Constitution guarantees citizens' freedom of speech
By Xie Chuanjiao (China Daily)
Updated: 2008-03-17 07:07
Chinese citizens are guaranteed freedom of speech by the nation's Constitution, Zhang Jun, vice-president of the Supreme People's Court, said on Saturday.
"Citizens have the rights to express their ideas under the legal system, which includes suggestions to and criticisms of the government.

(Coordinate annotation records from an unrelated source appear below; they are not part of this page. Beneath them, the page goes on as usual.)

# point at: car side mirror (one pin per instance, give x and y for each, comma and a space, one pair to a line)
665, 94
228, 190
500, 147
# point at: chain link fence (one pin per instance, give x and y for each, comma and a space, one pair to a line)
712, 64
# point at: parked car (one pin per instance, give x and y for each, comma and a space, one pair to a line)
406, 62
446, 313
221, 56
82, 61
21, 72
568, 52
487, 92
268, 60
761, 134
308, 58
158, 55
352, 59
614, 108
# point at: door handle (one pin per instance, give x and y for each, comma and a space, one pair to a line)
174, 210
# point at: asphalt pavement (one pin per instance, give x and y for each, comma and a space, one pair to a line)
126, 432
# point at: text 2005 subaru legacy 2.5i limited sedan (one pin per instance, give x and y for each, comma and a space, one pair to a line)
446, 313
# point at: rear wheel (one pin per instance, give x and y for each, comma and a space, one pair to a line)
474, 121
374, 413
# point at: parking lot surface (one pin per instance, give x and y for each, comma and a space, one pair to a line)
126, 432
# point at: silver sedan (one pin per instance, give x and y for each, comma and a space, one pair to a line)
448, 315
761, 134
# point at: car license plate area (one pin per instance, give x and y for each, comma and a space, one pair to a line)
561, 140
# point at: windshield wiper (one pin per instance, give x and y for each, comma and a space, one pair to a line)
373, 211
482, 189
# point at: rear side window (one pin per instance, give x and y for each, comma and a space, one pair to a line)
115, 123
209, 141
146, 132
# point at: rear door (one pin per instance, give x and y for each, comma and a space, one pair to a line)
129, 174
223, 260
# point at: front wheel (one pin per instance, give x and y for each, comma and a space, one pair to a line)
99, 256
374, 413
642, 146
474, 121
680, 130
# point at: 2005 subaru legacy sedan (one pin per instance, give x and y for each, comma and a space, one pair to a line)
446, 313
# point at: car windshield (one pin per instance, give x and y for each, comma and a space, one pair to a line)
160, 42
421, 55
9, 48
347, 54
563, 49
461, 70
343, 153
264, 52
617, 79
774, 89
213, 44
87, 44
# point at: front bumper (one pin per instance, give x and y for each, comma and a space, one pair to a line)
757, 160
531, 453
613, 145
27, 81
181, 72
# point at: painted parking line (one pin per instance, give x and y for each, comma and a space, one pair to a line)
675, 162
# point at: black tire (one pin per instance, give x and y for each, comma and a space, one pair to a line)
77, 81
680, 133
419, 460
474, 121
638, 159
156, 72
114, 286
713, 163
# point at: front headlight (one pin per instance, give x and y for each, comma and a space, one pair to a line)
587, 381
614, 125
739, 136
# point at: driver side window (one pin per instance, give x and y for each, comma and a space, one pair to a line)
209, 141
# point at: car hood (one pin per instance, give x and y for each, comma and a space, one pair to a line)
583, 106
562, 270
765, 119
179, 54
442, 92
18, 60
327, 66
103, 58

These rights are protected by law and by the Constitution," Zhang said.
It is acceptable for people to criticize preparations for the Olympic Games or express their complaints, he added.
Zhang made the remarks in response to questions raised by foreign media at a press conference on the sidelines of the ongoing legislative session.
But Zhang added: "Freedom of speech does not mean you won't face punishment for slandering and insulting other people."
If the circumstances are serious enough to constitute a crime, those responsible shall be prosecuted, Zhang added.
At the same press conference, senior prosecutors said Chinese judiciary bodies had brought more than 70 criminal suspects back to China from more than 30 countries and regions since 1998, achieving "good results" in catching corrupt officials who had escaped overseas.
"China has been active in seeking international cooperation in its fight against corruption," said Jiang Wei, president of Northeast China's Heilongjiang provincial high people's procuratorate.
The country has become one of the strongest supporters of the United Nations Anti-Corruption Convention.
The official said China has established an international mutual assistance mechanism to pursue corrupt officials who have fled the country.
The mechanism includes signing reciprocal juridical assistance agreements and extradition treaties, as well as cooperation with procuratorial departments in more than 80 countries and regions.
"Corruption is a common global issue targeted by every nation, and we have received abundant international cooperation in recent years," Jiang said.
The successful extradition from the United States of former Guangdong banker Yu Zhendong in 2004 was hailed as a powerful blow against corruption.
Yu was convicted of misappropriating $483 million before fleeing to the United States.
In Heilongjiang, a total of 13 criminal suspects involving job-related crimes have fled abroad since 1991, with five of them successfully returned to China.
"The cost of pursuing such criminal suspects is huge," Jiang said.
"But for those causing serious economic and social harm, procuratorates will spare no expense in bringing them to justice."
Chinese prosecutors are becoming more professional in their pursuit of corrupt officials.
Domestically they have successfully caught 4,547 criminal suspects in the past five years, especially thanks to enhanced cooperation with public security, customs and security departments.